What seemed like gritty realism in 1967 today seems as remote as the world evoked by Dickens (complete with Jewish stereotypes which really date it). Maureen Lipman is almost unrecognisably young and it's always good to see Adrienne Posta and Liz Fraser (who share a literally gut-renching sequence after the former has an abortion performed by a drunken Hylda Baker).
But the real star is Battersea power station, looming in the background back in the days when it was still permitted to smoke.
Pramish_gurung1
16/11/2022 02:48
An absolute must see for all lovers of 1960's culture. Not only does it boast some of the decades finest actors, it has a beautiful soundtrack from Manfred Mann and the cinematography perfectly captures the feel of what it was like to live in that decade. The plotline also deals with some of the pressing social issues of the time as well, including a very sensitive portrayal of back street abortion, the only one coming even slightly close to the masterly "Alfie". Even watching this film now, I think you can really get a feel for what it was like to be young and working class in the 1960's. Great Stuff.
Paluuu🇱🇸🇱🇸
16/11/2022 02:48
A portrayal of women's lives in 1960s working class Battersea, through the eyes of a girl from Chelsea, hence an outsider. Based on the better known book by Nell Dunn, from which it departs significantly, making the ill-fated affair with Dennis Waterman's character the central narrative. Beautifully done. Deserves to be better known than it is.
farooque10
16/11/2022 01:33
Good cast, good score, good storyline, good direction... Always relevant, never boring, just atmospheric sometimes. We even have a nice little love story. What more can be expected from a movie?
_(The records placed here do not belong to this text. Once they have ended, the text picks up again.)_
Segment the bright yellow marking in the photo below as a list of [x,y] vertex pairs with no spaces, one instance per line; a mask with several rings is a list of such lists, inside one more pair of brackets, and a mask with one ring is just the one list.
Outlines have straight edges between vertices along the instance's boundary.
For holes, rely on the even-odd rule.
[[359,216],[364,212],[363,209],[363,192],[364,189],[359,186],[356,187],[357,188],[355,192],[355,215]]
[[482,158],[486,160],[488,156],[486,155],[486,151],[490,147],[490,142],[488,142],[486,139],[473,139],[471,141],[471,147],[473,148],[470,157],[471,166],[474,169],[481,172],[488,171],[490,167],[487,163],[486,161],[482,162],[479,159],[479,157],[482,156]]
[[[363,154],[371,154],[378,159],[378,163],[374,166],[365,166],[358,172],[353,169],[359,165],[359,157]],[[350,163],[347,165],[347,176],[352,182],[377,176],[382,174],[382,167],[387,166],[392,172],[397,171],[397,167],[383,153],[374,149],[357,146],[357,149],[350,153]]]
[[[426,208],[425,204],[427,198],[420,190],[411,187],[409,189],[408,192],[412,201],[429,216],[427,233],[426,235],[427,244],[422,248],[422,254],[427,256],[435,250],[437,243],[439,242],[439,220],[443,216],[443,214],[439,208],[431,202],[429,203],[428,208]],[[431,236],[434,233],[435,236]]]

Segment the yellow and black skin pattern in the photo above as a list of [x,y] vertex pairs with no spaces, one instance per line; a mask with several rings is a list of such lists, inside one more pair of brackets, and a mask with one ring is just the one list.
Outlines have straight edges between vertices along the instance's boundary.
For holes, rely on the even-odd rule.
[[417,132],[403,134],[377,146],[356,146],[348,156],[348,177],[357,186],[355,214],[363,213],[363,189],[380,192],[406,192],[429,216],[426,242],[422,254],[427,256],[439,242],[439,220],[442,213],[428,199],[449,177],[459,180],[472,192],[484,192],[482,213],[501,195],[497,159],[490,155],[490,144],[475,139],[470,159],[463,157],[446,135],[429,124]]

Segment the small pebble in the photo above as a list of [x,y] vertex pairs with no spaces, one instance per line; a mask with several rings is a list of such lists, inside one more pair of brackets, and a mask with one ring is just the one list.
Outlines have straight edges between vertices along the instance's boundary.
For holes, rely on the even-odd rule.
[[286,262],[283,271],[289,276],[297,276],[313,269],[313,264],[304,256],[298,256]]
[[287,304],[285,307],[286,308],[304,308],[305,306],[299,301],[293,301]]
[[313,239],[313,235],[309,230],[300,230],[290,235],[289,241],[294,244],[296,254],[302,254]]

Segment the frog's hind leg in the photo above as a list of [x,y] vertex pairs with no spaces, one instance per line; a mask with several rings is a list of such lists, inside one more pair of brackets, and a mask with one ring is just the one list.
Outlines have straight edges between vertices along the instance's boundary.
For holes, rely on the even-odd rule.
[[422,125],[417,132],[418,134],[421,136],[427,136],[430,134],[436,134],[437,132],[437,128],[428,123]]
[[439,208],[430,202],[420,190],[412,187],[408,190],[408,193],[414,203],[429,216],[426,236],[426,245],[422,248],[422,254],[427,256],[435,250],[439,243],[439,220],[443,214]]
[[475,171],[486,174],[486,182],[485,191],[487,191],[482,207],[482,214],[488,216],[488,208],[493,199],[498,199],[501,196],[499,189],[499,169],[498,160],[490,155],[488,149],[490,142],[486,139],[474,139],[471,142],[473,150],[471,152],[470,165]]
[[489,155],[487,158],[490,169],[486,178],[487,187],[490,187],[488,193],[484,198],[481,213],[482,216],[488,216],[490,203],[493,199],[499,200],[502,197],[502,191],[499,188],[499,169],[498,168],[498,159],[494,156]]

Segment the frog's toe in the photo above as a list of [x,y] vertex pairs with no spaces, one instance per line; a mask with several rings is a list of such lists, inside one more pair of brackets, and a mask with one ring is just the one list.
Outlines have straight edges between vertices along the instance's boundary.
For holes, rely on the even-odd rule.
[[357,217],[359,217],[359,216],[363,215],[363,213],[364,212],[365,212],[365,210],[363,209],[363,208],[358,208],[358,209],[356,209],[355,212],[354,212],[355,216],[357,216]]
I'm far from being British, neither was I born in the sixties, but you don't need to be to appreciate this movie. The underlying baseline - in-communicability between social classes - is timeless.
Some reviewers say that the movie is depressing. Not more than "I'll never forget whats Isname" and "Alfie", which are similar.
There's barely any false note in this one, including the final which avoids all clichés. Peter Collinson handled his subject with the same perfection all the way through than he did with his masterpiece "Ten Little Indians".